Starr escribe que las voces disidentes dentro de Rusia “presentan un correctivo necesario a las tantas veces citadas fulminaciones de Putin. En mi opinión, representan un coro significativo y creciente de funcionarios y rusos comunes y corrientes que temen por el futuro de su país y no esperan que Putin elimine la nube oscura que él mismo ha traído sobre el país. Su mera existencia sugiere que Putin está operando desde la debilidad, no desde la fuerza, y que en el frente interno, su suerte se está acabando rápidamente”.
Si los rusos tienen razón, se deduce claramente que el tiempo no está del lado de Putin y que la estrategia más inteligente para Ucrania, Europa y la administración entrante de Trump es no apresurarse a firmar un acuerdo de paz a medias que sólo prolongaría la vida de Putin. Más bien, hay que tomarse las cosas con calma, apoyar a Ucrania y esperar, a que su régimen, su economía, su base militar y su base de poder sigan desmoronándose, y a que se produzca la inevitable caída del amigo de Assad en el Kremlin.

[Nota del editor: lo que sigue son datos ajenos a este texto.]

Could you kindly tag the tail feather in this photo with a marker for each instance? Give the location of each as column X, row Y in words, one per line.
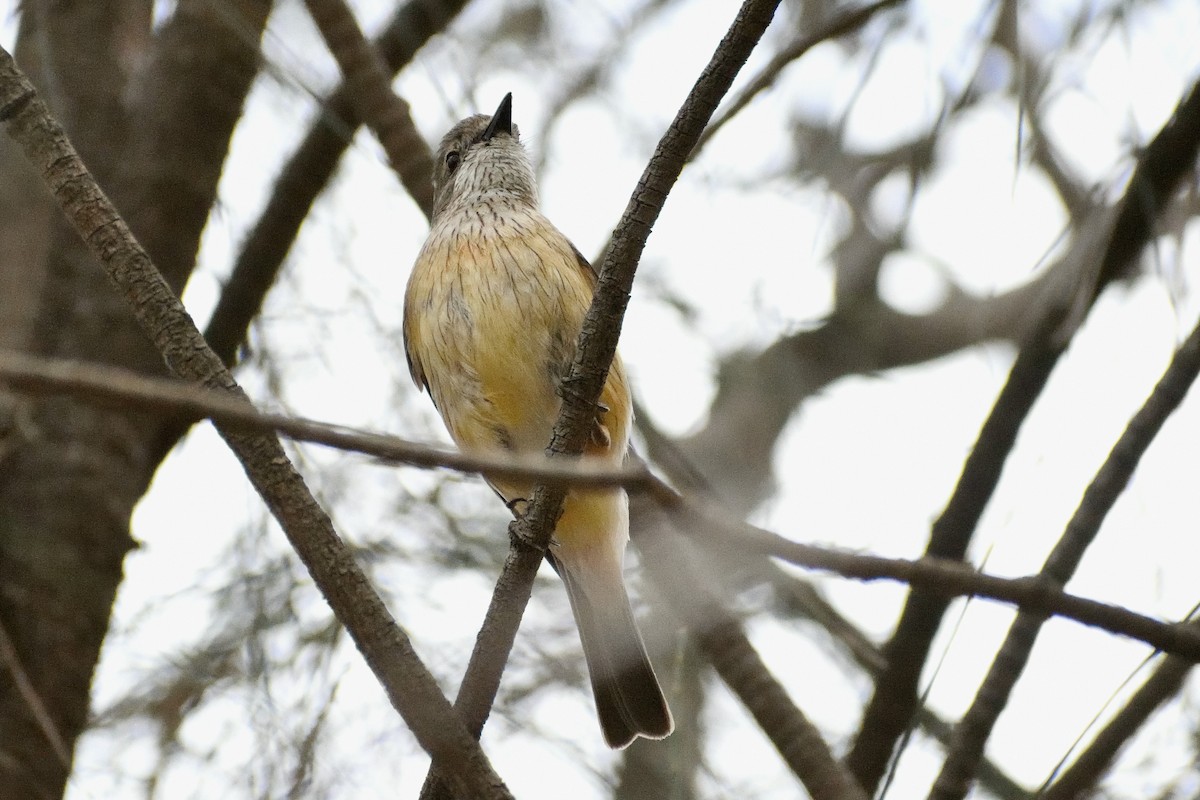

Alexander J. Motyl es profesor de ciencias políticas en la Universidad Rutgers-Newark. Especialista en Ucrania, Rusia y la URSS, y en nacionalismo, revoluciones, imperios y teoría, es autor de diez libros de no ficción, así como de “Imperial Ends: The Decay, Collapse, and Revival of Empires” y “Why Los imperios reemergen: colapso imperial y renacimiento imperial en perspectiva comparada.